MTC’s Of Good Stock, playing over at NY City Center Stage 1, is tackling the big issues of the day within a family of sisters and their significant others: death, grief, jealousy, sickness, a surprise, and an upcoming wedding in Tahiti. The three sisters couldn’t be more different, and that could be said of the men in their lives as well. They battle it out over the eldest sister’s birthday celebratory weekend in the familial home on the Cape, comically, but also with some deeper emotional reality thrown in to keep it grounded and true. The cast is wonderful, Kelly AuCoin, Greg Keller, Heather Lind, Nate Miller, Jennifer Mudge, all delicious, but I’m going to single out Alicia Silverstone, who brings surprising depth to a narcissistic hysteric. She’s hilarious but also manages to give us the most truly emotional moment of the play. I’m trying not to give anything away…
I can’t say that the play, written by Melissa Ross and directed by Lynne Meadow, completely captivated me or even moved me significantly. I loved each and everyone’s story, and thought they played out the details and emotional realities of the moments with finesse and with great fun and humor, but in the end, it just didn’t gel all together. Something was missing. Overall, I enjoyed my evening with these messed up sisters and their significant others. I didn’t necessarily like them (which is perfectly fine with me), but I found myself caring for them throughout.
And speaking of significant others, Roundabout is giving us a gay-centric play, Significant Others, about a young gay man, Jason, his inability to find love, and his reactions to his three girlfriends as they, one by one, throw their bachelorette parties and celebrate their weddings with their friends. These three female friends couldn’t be more different, and well, the same could be said of the men in their lives as well, if we ever really had a chance to get to know them beyond their one dimensional presentations. But they are not the point. This is Jason’s story, and it is told by a wonderfully quirky goofy performance by Gideon Glick.
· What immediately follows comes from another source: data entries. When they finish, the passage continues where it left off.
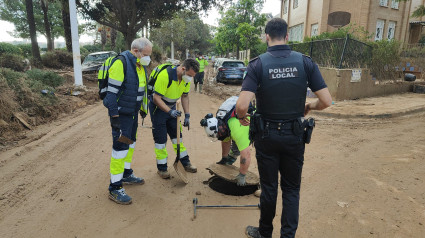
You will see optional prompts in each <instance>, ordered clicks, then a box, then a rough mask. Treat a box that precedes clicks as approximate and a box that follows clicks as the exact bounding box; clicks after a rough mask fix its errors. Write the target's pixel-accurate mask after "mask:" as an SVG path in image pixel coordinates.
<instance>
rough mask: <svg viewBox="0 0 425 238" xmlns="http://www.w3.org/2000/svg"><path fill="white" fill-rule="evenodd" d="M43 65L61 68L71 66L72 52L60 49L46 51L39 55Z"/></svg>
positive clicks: (71, 63) (58, 68) (72, 61)
mask: <svg viewBox="0 0 425 238" xmlns="http://www.w3.org/2000/svg"><path fill="white" fill-rule="evenodd" d="M41 61H42V62H43V65H44V66H46V67H49V68H56V69H61V68H64V67H66V66H69V67H72V66H73V57H72V53H69V52H67V51H62V50H55V51H51V52H47V53H46V54H44V55H42V56H41Z"/></svg>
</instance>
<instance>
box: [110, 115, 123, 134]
mask: <svg viewBox="0 0 425 238" xmlns="http://www.w3.org/2000/svg"><path fill="white" fill-rule="evenodd" d="M111 127H112V130H114V131H119V130H120V129H121V123H120V118H119V117H111Z"/></svg>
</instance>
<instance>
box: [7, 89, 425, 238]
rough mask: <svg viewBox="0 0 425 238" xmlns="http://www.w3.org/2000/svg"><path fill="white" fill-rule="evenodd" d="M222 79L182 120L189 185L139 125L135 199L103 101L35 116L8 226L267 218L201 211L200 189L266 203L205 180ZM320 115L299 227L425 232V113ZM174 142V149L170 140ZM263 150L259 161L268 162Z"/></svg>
mask: <svg viewBox="0 0 425 238" xmlns="http://www.w3.org/2000/svg"><path fill="white" fill-rule="evenodd" d="M214 86H215V84H214V83H212V82H211V83H210V84H209V85H206V86H205V93H206V94H199V93H195V92H191V93H190V107H191V129H190V130H189V131H188V130H187V129H186V128H184V129H183V142H184V143H185V146H186V147H187V150H188V153H189V155H190V157H191V160H192V162H193V164H194V165H196V166H197V167H198V173H196V174H190V175H189V179H190V182H189V184H187V185H184V183H182V182H181V181H180V180H179V179H178V177H177V175H176V174H175V172H174V171H173V169H172V168H170V172H171V175H172V176H173V178H172V179H170V180H163V179H161V178H160V177H159V176H158V175H157V174H156V164H155V156H154V143H153V139H152V133H151V131H150V129H149V128H139V132H138V136H139V138H138V141H137V142H136V148H135V152H134V160H133V165H132V167H133V169H134V171H135V173H136V175H138V176H142V177H144V179H145V180H146V183H145V184H144V185H142V186H126V187H125V188H126V191H127V192H128V194H129V195H130V196H132V197H133V204H131V205H128V206H122V205H117V204H115V203H113V202H111V201H110V200H109V199H108V192H107V186H108V184H109V160H110V154H111V144H112V141H111V138H110V128H109V124H108V118H107V111H106V109H105V108H104V107H103V105H102V104H101V102H98V103H95V104H93V105H89V106H87V107H85V108H81V109H78V110H76V111H74V112H73V113H72V114H70V115H68V116H64V117H62V118H61V119H59V120H57V121H54V122H52V123H50V124H48V125H45V126H40V127H37V128H35V129H34V131H33V132H31V135H33V136H34V138H36V139H35V140H33V141H32V142H30V143H27V144H24V145H18V146H16V147H14V148H11V149H9V150H7V151H3V152H0V181H1V182H0V231H1V234H2V235H1V236H2V237H117V236H120V237H155V238H156V237H232V238H233V237H245V235H244V229H245V227H246V226H247V225H257V224H258V219H259V211H258V209H255V208H248V209H203V210H199V211H198V215H197V218H196V219H194V220H193V219H192V216H193V205H192V199H193V198H194V197H197V198H198V201H199V205H220V204H221V205H244V204H257V203H258V202H259V200H258V198H256V197H255V196H253V195H249V196H242V197H234V196H226V195H222V194H219V193H217V192H215V191H213V190H211V189H210V188H209V187H208V186H207V185H205V184H203V181H206V180H208V178H210V176H211V175H210V174H209V173H208V171H207V170H205V168H207V167H208V166H209V165H210V164H212V163H215V162H216V161H218V160H219V159H220V158H221V151H220V149H221V147H220V143H219V142H211V141H210V140H209V139H208V138H207V137H206V136H205V133H204V130H203V128H202V127H200V126H199V121H200V120H201V118H202V117H203V116H204V115H205V114H207V113H209V112H212V113H215V111H216V110H217V108H218V106H219V105H220V104H221V102H222V100H223V99H225V98H226V97H227V96H230V95H233V94H234V93H237V92H238V90H240V86H224V85H219V86H217V87H215V88H211V87H214ZM212 95H215V96H212ZM316 118H317V126H316V129H315V131H314V134H313V138H312V142H311V144H309V145H307V146H306V154H305V161H304V169H303V180H302V186H301V200H300V223H299V229H298V232H297V237H301V238H303V237H318V238H322V237H356V238H357V237H423V234H425V189H424V185H423V184H424V180H425V156H424V154H425V136H424V135H425V120H424V118H425V115H424V114H413V115H410V116H404V117H397V118H389V119H335V118H328V117H321V116H316ZM145 125H150V121H149V118H147V120H145ZM37 135H39V136H37ZM167 148H168V152H169V157H170V158H173V157H174V153H173V152H172V150H171V145H170V143H168V144H167ZM254 155H255V153H253V155H252V165H251V167H250V171H251V172H254V173H258V171H257V166H256V159H255V156H254ZM170 160H171V163H172V159H170ZM237 163H238V162H237ZM197 194H198V195H197ZM199 194H200V195H199ZM279 194H280V192H279ZM280 211H281V199H280V195H279V200H278V207H277V215H276V218H275V220H274V225H275V230H274V233H273V237H279V228H280Z"/></svg>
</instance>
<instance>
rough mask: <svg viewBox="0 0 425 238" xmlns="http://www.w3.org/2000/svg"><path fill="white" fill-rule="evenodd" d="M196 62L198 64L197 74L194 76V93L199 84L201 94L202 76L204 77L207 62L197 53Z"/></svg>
mask: <svg viewBox="0 0 425 238" xmlns="http://www.w3.org/2000/svg"><path fill="white" fill-rule="evenodd" d="M196 61H198V63H199V72H198V73H196V75H195V81H194V83H195V92H196V89H197V88H198V83H199V93H202V85H203V84H204V76H205V72H204V70H205V66H208V61H207V60H206V59H204V57H203V56H202V53H201V52H199V53H198V57H197V58H196Z"/></svg>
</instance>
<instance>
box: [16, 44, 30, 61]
mask: <svg viewBox="0 0 425 238" xmlns="http://www.w3.org/2000/svg"><path fill="white" fill-rule="evenodd" d="M17 47H19V49H21V52H22V55H23V56H24V57H26V58H28V57H31V56H32V45H31V44H20V45H17Z"/></svg>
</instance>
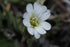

At the intermission, I felt this was a cute whimsical little comical play by Joshua Harmon that maybe was taking a wee bit too long to tell. It seemed like the director, Trip Cullman, thought we really would care about these people, giving them overly long moments for us to watch them listen to music at their weddings. He thought our heart strings would be pulled and we would be moved and connect with them. But as act one became act two, and the battle intensified in Jason’s frustration and desperation, my attitude shifted. I did understand and connect with the emotional truth the playwright was exploring. I’ve felt the same pangs of living a gay man’s life in contrast to a straight woman’s life. So it’s not difficult for me to empathize. It’s hard to say what happened for me, but this quirky oddball performance started to seem demented and delusional. Why is he railing at his friends because they found love and he can’t? This seemed selfish and very unloving. Where were his circle of gay friends? Why was the only gay male ‘friend’ used as a comic fool and stereotype? Maybe the fantasy driven scenarios that are presented to us concerning his views of love started to seem like signs of a larger psychological problem, and not whimsy and bad luck. This wasn’t the cute play we were sold in the first act, but a darker story of a gay man’s inability to connect realistically beyond the superficial, yet the director continued to present us with a light quirky comedy. And it didn’t work for me, it annoyed me by the end.
Comedy about disfunction within our family or love relationships is a high wire act. The balance is what makes it work. Of Good Stock succeeds, Significant Others fails in my mind. But maybe, being a psychotherapist in my real non-blog life, I just wanted to hand Jason my card, and say “please get some help, this isn’t so funny.”